Po pół roku napady wróciły, z olbrzymim nasileniem. Za każdym razem musieliśmy wzywać karetkę, która zabierała synka do szpitala. Wychodziliśmy z torbą leków, które mało pomagały, albo wcale. Ale nadal nie wiedzieliśmy, dlaczego pojawiają się napady. Dopiero badanie genetyczne przyniosło nam odpowiedź.
Tymuś jest pierwszym dzieckiem w Polsce, u którego zdiagnozowano wadę SLC13A5 - zaburzenie transportu cytrynianu sodu. Powoduje to u niego padaczkę lekooporną oraz wiele innych zaburzeń: osłabienie lub sztywnienie mięśni, hipodoncję, zły rozwój zębów. Aby zatrzymać u Tymka przede wszystkim problemy z mięśniami, synek potrzebuje nieustannej fizjoterapii i ćwiczeń. To pochłania ogromne środki finansowe, które są dla naszej rodziny nie do udźwignięcia...
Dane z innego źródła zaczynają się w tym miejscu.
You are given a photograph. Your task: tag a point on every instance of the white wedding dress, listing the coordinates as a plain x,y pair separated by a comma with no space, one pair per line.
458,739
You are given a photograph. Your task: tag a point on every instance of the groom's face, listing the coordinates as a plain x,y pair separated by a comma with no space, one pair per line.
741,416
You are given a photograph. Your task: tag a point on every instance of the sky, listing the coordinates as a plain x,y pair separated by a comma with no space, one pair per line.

Obecnie towarzyszą mu napady, których nie jesteśmy w stanie policzyć - jest ich tak dużo. Każdy z tych napadów powoduje jakiś uszczerbek w mózgu i cofanie się w rozwoju, ponieważ obumierają kolejne szare komórki. Taka ilość napadów utrudnia najprostsze czynności, takie jak jedzenie, picie czy zabawę. Tymek potrafi chodzić, ale jego chód jest niezgrabny, chwiejny z powodu ataksji. Samo włożenie go do fotelika to nie lada wyczyn. Z powodu wiotkich mięśni tułowia ma odbity kręgosłup, dlatego pilnie potrzebujemy specjalnego fotelika samochodowego. Nie jest możliwe, by Tymek sam wsiadał do auta, dlatego fotelik musi być z podstawą obrotową i konieczne są peloty boczne do podtrzymania tułowia.
Żaden rodzic nie chce takiego dzieciństwa dla swojego dziecka… Jednak my dla synka zrobimy wszystko, by pomóc mu, ile tylko jesteśmy w stanie. Dlatego ośmielamy się prosić o pomoc. Tymuś jest jedyny w Polsce i wyjątkowy. Choroba synka to dla nas codzienna walka, do której jako rodzice musimy mieć siły. Ale to też codzienny strach o życie naszego jedynego dziecka - bardzo przeżywamy każdy napad padaczki, boimy się, że któregoś może nie przeżyć… Prosimy, bądź z nami w walce o lepszy los synka.